About the job
AI Trainer: Code Generation Specialist
Overview
Join our dynamic team at embedding-vc, where we are dedicated to advancing the capabilities of large language models in understanding and generating real-world code. Our focus lies in evaluating and enhancing multi-step reasoning pathways derived from actual GitHub repositories, with the aim of delivering high-quality and reliable code generation outputs.

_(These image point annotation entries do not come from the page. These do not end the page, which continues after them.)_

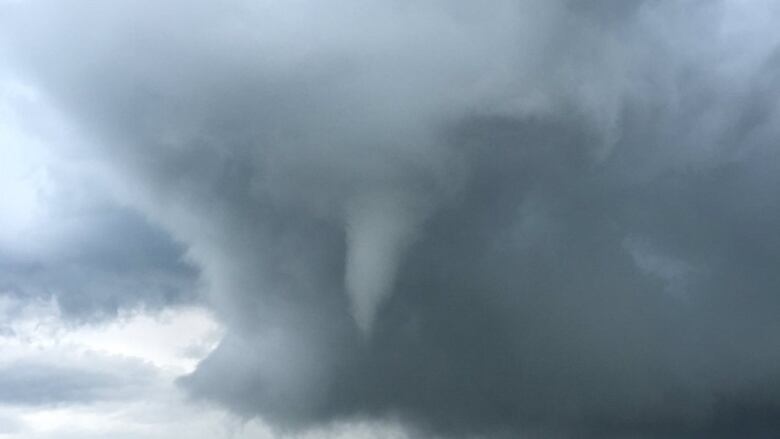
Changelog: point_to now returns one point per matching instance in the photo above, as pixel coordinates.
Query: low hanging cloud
(527, 216)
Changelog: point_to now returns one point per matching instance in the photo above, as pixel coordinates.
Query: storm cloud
(483, 219)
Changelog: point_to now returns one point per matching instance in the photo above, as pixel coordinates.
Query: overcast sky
(403, 219)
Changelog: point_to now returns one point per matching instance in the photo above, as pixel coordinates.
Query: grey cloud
(116, 261)
(47, 382)
(504, 188)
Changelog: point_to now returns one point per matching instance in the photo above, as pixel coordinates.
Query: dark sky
(525, 217)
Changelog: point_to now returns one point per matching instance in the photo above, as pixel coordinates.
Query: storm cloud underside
(497, 218)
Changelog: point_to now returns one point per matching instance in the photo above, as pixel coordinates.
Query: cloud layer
(484, 219)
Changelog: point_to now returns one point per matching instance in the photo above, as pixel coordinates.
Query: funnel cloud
(506, 219)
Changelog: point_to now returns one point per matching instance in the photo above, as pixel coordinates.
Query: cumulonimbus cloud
(547, 215)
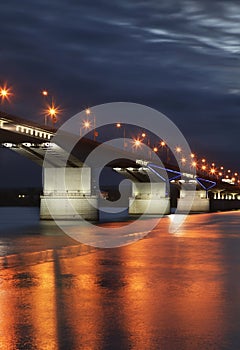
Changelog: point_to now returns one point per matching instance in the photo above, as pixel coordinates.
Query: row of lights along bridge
(52, 111)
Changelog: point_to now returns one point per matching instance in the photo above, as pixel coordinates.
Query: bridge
(156, 189)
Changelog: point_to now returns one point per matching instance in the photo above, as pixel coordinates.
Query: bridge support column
(149, 198)
(66, 193)
(200, 202)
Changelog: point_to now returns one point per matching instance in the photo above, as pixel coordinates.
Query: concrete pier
(149, 199)
(67, 193)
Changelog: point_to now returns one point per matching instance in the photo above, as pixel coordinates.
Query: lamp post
(119, 126)
(5, 93)
(51, 109)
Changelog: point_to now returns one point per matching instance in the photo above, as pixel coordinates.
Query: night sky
(180, 57)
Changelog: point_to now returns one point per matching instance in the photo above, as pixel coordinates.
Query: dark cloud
(181, 57)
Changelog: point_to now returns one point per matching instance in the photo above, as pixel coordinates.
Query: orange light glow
(86, 124)
(137, 143)
(52, 111)
(45, 93)
(5, 93)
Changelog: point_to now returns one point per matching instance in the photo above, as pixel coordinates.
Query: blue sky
(180, 57)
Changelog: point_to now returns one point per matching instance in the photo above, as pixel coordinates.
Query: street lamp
(5, 92)
(51, 109)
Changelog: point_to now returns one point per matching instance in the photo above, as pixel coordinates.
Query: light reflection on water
(163, 292)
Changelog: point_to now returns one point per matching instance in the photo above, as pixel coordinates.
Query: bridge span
(155, 189)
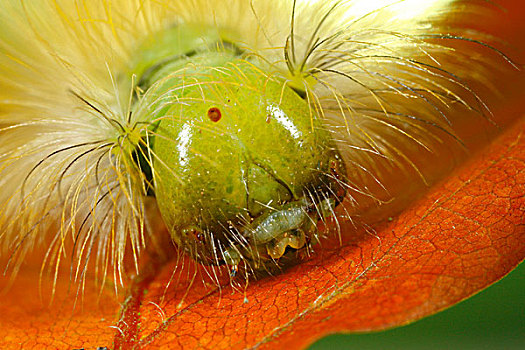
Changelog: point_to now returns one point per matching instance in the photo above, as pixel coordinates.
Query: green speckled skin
(213, 179)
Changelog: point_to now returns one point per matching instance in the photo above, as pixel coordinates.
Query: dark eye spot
(214, 114)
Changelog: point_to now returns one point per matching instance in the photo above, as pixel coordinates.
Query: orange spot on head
(214, 114)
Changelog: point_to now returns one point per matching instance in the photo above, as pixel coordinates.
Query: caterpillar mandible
(246, 123)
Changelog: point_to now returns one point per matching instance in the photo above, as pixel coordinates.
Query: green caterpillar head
(242, 167)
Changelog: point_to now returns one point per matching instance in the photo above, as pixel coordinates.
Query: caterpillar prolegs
(246, 122)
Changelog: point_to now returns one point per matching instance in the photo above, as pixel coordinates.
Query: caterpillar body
(245, 122)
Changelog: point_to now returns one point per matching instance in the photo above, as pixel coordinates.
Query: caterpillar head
(242, 167)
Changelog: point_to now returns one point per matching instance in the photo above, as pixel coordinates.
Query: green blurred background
(492, 319)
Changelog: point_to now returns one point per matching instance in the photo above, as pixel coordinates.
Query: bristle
(390, 78)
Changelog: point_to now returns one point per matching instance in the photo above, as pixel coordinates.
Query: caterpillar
(246, 124)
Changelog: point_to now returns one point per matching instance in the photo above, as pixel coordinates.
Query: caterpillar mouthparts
(227, 190)
(246, 123)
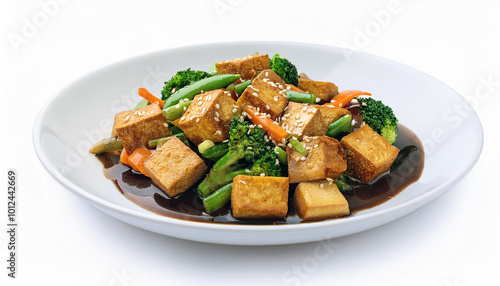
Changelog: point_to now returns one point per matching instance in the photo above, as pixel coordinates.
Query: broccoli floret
(180, 80)
(379, 117)
(246, 147)
(268, 165)
(285, 69)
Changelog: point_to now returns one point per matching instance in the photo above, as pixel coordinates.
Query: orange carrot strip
(124, 157)
(344, 97)
(273, 130)
(293, 87)
(137, 159)
(144, 93)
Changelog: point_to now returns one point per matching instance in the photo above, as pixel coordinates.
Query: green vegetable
(281, 155)
(106, 145)
(246, 146)
(340, 127)
(141, 104)
(302, 97)
(218, 198)
(285, 69)
(180, 80)
(160, 141)
(211, 83)
(213, 69)
(239, 88)
(216, 152)
(205, 145)
(379, 117)
(174, 112)
(298, 146)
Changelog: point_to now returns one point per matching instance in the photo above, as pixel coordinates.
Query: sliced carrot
(273, 130)
(293, 87)
(124, 157)
(137, 159)
(144, 93)
(344, 97)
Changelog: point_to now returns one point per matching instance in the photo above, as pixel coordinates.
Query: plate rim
(152, 217)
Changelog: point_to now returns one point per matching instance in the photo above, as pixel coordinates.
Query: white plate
(83, 112)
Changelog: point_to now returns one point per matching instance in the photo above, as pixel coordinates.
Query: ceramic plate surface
(83, 112)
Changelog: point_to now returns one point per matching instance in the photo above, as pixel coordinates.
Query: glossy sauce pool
(188, 206)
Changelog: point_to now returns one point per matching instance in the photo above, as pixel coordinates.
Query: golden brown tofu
(325, 159)
(304, 120)
(259, 197)
(322, 89)
(208, 116)
(319, 200)
(174, 167)
(140, 126)
(244, 66)
(266, 93)
(118, 117)
(368, 153)
(331, 113)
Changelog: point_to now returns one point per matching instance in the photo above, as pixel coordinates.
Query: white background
(63, 241)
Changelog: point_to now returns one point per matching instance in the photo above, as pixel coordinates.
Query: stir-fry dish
(251, 139)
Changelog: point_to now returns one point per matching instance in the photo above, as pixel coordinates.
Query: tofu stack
(175, 167)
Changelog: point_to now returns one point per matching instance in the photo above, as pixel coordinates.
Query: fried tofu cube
(140, 126)
(368, 153)
(321, 89)
(259, 197)
(174, 167)
(331, 113)
(266, 93)
(325, 159)
(319, 200)
(244, 66)
(208, 117)
(118, 118)
(304, 120)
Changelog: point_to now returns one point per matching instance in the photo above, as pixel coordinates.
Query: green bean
(239, 88)
(302, 97)
(218, 198)
(281, 154)
(340, 127)
(175, 111)
(106, 145)
(209, 83)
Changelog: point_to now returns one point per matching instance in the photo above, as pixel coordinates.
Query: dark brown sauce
(188, 206)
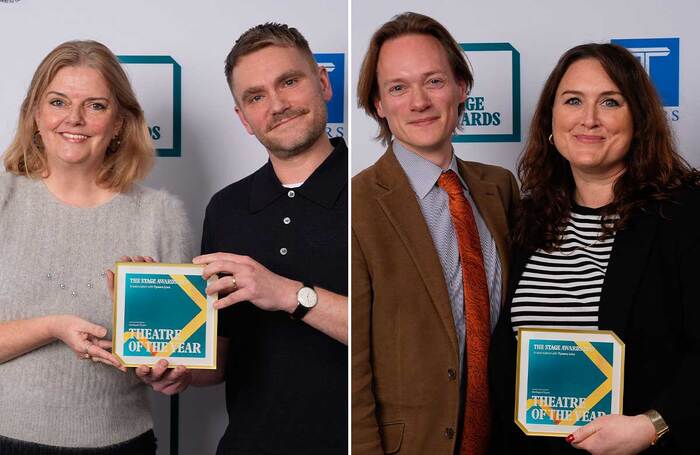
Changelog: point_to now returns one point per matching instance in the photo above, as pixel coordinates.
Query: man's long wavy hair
(653, 168)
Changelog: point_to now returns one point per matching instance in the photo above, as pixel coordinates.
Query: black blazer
(650, 300)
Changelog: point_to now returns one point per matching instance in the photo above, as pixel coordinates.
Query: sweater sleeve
(173, 235)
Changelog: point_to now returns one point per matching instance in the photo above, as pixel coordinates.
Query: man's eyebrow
(254, 90)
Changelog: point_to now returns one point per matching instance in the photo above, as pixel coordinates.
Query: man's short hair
(261, 36)
(406, 24)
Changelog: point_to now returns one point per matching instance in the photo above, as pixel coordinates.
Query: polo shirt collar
(323, 186)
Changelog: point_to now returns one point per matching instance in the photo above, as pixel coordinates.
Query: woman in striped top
(608, 237)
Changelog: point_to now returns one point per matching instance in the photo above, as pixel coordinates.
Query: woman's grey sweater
(52, 259)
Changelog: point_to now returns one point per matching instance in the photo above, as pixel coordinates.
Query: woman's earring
(114, 144)
(36, 140)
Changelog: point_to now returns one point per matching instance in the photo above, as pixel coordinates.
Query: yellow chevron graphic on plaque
(195, 323)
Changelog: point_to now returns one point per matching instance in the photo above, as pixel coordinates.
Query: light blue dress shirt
(433, 200)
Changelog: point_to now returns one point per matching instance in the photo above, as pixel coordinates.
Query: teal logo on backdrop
(335, 67)
(660, 58)
(157, 81)
(492, 108)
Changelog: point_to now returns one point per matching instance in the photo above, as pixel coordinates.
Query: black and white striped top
(561, 289)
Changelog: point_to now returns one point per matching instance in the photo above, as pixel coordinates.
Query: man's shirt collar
(422, 174)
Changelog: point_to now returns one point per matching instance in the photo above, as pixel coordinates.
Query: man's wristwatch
(306, 299)
(660, 425)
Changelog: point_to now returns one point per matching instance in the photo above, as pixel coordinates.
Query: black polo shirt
(286, 382)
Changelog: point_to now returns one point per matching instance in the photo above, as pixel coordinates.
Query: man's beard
(283, 149)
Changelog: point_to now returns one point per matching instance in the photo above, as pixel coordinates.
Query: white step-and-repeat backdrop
(513, 45)
(174, 51)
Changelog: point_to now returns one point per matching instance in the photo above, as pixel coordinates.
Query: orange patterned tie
(477, 412)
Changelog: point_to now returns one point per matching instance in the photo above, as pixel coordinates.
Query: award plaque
(161, 311)
(566, 378)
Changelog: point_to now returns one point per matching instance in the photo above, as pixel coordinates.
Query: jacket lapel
(403, 212)
(631, 249)
(488, 202)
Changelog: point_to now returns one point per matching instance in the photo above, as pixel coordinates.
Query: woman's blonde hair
(124, 163)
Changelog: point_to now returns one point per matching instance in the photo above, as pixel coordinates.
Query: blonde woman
(69, 206)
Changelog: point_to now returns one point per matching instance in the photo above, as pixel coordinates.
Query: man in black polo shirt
(278, 241)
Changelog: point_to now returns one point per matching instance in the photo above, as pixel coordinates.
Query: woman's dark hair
(653, 168)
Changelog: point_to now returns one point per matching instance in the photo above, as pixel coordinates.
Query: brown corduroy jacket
(405, 372)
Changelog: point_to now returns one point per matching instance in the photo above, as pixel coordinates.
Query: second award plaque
(567, 378)
(161, 311)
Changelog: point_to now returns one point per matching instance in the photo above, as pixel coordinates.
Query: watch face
(307, 297)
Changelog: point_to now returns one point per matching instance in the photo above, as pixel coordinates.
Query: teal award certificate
(161, 311)
(566, 378)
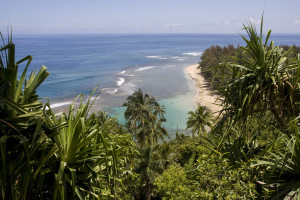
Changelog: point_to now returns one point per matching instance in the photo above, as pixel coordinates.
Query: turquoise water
(122, 63)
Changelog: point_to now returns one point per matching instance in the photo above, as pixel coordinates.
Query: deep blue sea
(122, 63)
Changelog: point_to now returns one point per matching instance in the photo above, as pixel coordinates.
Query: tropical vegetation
(250, 151)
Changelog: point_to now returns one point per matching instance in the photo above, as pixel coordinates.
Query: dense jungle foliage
(252, 150)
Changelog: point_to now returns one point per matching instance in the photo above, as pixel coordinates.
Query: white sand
(203, 95)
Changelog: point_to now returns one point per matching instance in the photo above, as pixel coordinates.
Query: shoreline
(203, 94)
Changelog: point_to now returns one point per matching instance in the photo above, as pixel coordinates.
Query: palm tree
(145, 117)
(199, 119)
(268, 80)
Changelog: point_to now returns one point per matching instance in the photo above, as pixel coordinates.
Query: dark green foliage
(199, 120)
(211, 58)
(145, 118)
(44, 155)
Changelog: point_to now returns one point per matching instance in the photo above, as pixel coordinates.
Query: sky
(152, 16)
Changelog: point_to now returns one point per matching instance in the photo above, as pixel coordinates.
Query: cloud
(253, 21)
(173, 25)
(297, 21)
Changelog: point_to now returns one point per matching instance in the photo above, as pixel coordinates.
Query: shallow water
(122, 64)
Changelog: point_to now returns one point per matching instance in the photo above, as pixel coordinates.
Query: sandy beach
(203, 95)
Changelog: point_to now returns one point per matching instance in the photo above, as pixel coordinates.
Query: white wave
(122, 72)
(157, 57)
(120, 81)
(55, 105)
(144, 68)
(193, 53)
(166, 67)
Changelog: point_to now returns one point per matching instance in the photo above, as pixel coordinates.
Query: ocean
(122, 63)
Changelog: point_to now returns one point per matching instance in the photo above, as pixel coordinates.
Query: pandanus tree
(267, 80)
(199, 119)
(22, 136)
(145, 117)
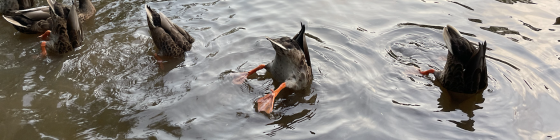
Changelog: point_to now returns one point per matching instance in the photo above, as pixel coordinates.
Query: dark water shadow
(467, 106)
(516, 1)
(287, 100)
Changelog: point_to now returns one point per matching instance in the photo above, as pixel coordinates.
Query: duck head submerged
(465, 70)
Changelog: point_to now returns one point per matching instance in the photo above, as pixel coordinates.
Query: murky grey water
(365, 58)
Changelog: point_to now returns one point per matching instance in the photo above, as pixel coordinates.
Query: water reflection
(516, 1)
(467, 106)
(505, 31)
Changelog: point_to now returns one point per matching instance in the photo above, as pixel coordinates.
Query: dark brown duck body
(10, 5)
(30, 21)
(168, 37)
(465, 70)
(65, 33)
(38, 20)
(291, 64)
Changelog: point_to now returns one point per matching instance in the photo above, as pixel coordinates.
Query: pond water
(365, 56)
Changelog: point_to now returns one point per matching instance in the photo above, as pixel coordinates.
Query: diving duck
(66, 33)
(36, 20)
(170, 39)
(10, 5)
(464, 73)
(30, 21)
(291, 66)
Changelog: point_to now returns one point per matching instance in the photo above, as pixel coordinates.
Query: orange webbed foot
(427, 72)
(45, 36)
(266, 103)
(43, 48)
(240, 78)
(160, 61)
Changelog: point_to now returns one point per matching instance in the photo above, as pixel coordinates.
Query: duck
(465, 72)
(170, 39)
(10, 5)
(291, 67)
(66, 33)
(30, 21)
(37, 20)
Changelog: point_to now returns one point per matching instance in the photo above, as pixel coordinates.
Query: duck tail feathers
(12, 21)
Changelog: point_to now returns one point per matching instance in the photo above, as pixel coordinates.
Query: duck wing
(184, 33)
(74, 27)
(26, 17)
(476, 69)
(160, 28)
(302, 43)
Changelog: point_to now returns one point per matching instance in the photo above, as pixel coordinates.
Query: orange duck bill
(266, 103)
(45, 36)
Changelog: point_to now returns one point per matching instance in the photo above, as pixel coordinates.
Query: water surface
(365, 56)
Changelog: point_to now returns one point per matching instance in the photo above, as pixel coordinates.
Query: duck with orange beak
(465, 72)
(291, 66)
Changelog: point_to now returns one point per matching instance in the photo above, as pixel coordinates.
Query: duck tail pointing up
(300, 39)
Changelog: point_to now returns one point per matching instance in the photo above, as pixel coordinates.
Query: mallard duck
(465, 70)
(66, 33)
(170, 39)
(11, 5)
(30, 21)
(36, 20)
(291, 66)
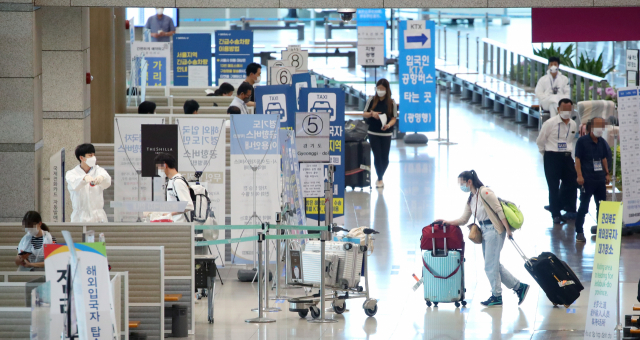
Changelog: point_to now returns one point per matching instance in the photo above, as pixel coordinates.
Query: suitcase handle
(524, 257)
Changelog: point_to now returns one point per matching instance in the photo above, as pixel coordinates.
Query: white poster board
(56, 182)
(126, 144)
(312, 179)
(202, 148)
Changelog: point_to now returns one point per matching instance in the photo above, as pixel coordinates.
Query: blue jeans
(492, 243)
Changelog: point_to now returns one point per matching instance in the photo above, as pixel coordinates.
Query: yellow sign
(312, 206)
(603, 296)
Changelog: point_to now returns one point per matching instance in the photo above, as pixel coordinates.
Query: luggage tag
(418, 284)
(597, 165)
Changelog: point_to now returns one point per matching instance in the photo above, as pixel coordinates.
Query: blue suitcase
(443, 277)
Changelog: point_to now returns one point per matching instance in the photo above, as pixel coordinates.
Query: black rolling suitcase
(358, 164)
(554, 276)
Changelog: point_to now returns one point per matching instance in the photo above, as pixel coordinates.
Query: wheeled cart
(205, 276)
(337, 293)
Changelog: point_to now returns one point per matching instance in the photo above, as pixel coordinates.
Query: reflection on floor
(420, 186)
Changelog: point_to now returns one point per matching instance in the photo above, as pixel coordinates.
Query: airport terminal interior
(72, 73)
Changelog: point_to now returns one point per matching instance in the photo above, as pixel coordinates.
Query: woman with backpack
(380, 113)
(487, 210)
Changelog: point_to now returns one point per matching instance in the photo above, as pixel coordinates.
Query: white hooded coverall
(87, 200)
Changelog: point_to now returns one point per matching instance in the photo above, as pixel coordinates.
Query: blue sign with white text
(277, 99)
(328, 100)
(234, 52)
(193, 49)
(417, 76)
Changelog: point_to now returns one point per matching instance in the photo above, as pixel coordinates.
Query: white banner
(56, 181)
(203, 149)
(127, 141)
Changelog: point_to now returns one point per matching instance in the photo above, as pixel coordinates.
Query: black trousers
(597, 189)
(559, 166)
(380, 146)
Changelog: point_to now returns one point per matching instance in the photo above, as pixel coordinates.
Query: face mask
(565, 114)
(597, 132)
(91, 161)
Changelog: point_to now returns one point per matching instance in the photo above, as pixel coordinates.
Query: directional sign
(312, 137)
(282, 75)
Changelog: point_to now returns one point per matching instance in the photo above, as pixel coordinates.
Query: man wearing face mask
(555, 142)
(86, 183)
(241, 101)
(177, 187)
(161, 26)
(593, 157)
(254, 70)
(552, 87)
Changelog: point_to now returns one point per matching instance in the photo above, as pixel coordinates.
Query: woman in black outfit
(380, 113)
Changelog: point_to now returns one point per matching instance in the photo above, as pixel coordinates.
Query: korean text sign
(192, 49)
(603, 295)
(254, 145)
(417, 76)
(234, 52)
(318, 100)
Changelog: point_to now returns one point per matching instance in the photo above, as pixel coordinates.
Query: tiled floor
(420, 187)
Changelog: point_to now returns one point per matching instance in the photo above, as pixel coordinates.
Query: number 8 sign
(282, 75)
(298, 59)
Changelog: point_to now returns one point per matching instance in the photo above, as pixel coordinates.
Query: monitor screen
(140, 15)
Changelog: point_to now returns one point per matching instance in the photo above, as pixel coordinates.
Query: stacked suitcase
(343, 258)
(358, 164)
(443, 269)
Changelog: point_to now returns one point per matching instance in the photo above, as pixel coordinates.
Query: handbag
(475, 234)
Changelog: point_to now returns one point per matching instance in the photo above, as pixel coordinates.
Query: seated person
(31, 248)
(552, 87)
(244, 96)
(233, 110)
(191, 107)
(224, 90)
(147, 108)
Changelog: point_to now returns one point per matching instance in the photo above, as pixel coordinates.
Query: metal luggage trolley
(337, 294)
(205, 273)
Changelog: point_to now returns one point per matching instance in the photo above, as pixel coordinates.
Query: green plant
(565, 56)
(593, 66)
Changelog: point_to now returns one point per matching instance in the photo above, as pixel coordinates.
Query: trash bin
(179, 321)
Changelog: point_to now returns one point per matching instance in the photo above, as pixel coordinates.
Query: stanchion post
(448, 142)
(324, 236)
(260, 318)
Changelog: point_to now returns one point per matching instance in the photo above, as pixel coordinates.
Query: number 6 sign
(282, 75)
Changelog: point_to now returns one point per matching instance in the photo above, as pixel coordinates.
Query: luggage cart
(205, 278)
(336, 295)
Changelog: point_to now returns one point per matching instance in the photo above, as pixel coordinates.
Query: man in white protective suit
(552, 87)
(86, 183)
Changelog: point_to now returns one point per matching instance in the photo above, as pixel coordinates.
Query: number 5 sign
(282, 75)
(298, 59)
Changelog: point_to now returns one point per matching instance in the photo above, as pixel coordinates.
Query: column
(66, 96)
(20, 110)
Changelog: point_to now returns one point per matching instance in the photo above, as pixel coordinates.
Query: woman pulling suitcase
(486, 208)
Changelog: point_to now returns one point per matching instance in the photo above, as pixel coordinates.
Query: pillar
(66, 101)
(103, 85)
(20, 110)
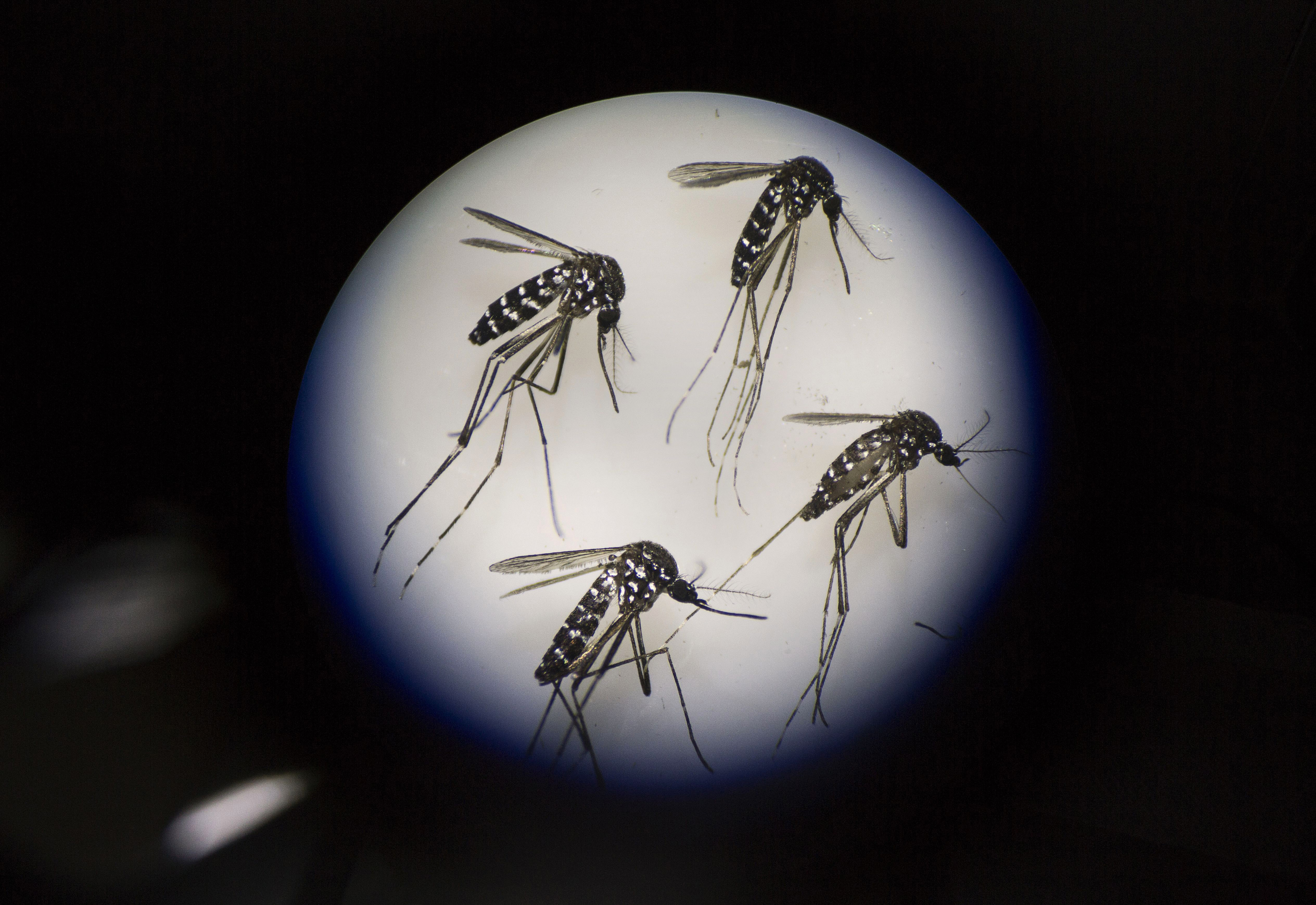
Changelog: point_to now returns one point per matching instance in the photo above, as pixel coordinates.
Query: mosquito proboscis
(633, 577)
(582, 283)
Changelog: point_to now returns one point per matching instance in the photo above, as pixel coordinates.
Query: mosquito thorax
(608, 319)
(806, 182)
(832, 207)
(614, 283)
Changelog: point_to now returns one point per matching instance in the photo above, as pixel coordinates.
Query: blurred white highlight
(231, 815)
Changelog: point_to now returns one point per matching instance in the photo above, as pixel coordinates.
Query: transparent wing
(553, 246)
(830, 419)
(552, 562)
(710, 174)
(494, 245)
(553, 581)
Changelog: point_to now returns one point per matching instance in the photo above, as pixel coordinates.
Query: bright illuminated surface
(943, 327)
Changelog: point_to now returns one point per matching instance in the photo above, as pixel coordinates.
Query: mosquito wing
(552, 562)
(826, 419)
(551, 246)
(494, 245)
(710, 174)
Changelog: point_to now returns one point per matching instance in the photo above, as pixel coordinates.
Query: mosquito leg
(899, 531)
(495, 361)
(837, 246)
(498, 461)
(553, 699)
(826, 646)
(827, 669)
(638, 648)
(548, 473)
(752, 557)
(578, 720)
(607, 379)
(685, 712)
(756, 393)
(689, 390)
(709, 435)
(558, 343)
(511, 383)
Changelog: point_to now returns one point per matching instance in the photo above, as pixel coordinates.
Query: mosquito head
(614, 283)
(685, 592)
(832, 208)
(948, 456)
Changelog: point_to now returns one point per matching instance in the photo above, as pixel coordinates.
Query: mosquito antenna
(748, 594)
(623, 341)
(723, 612)
(974, 436)
(860, 236)
(959, 631)
(980, 495)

This long-term initiative requires engineers who possess strong engineering judgment and a deep understanding of complex coding environments. You will engage with intricate code paths and reasoning flows across various platforms.
Your Responsibilities
As an AI Trainer, you will assess and enhance multi-step reasoning trajectories generated from live production repositories. Your key tasks will include:
- Reviewing and analyzing model-generated reasoning sequences
- Identifying logical inconsistencies or weak reasoning steps
- Improving trajectory structures to yield robust, production-grade outputs
- Evaluating reasoning quality across diverse programming environments
This role is more aligned with debugging model logic and reasoning systems than traditional annotation tasks.
Qualifications We Seek
We are in search of engineers with extensive hands-on development experience and a robust familiarity with real codebases. Ideal candidates will:
- Be proficient in at least two mainstream programming languages, such as Python, C++, Java, TypeScript, or JavaScript
- Have practical development experience in areas including backend systems, frontend applications, algorithms, testing, and infrastructure
- Be adept at navigating and reasoning through large GitHub repositories
- Possess strong written communication skills
Experience contributing to highly visible or popular GitHub repositories is a significant advantage.
Additional Information
We plan to onboard approximately 10 to 20 engineers for this ongoing initiative. A brief qualification exercise may be required prior to joining.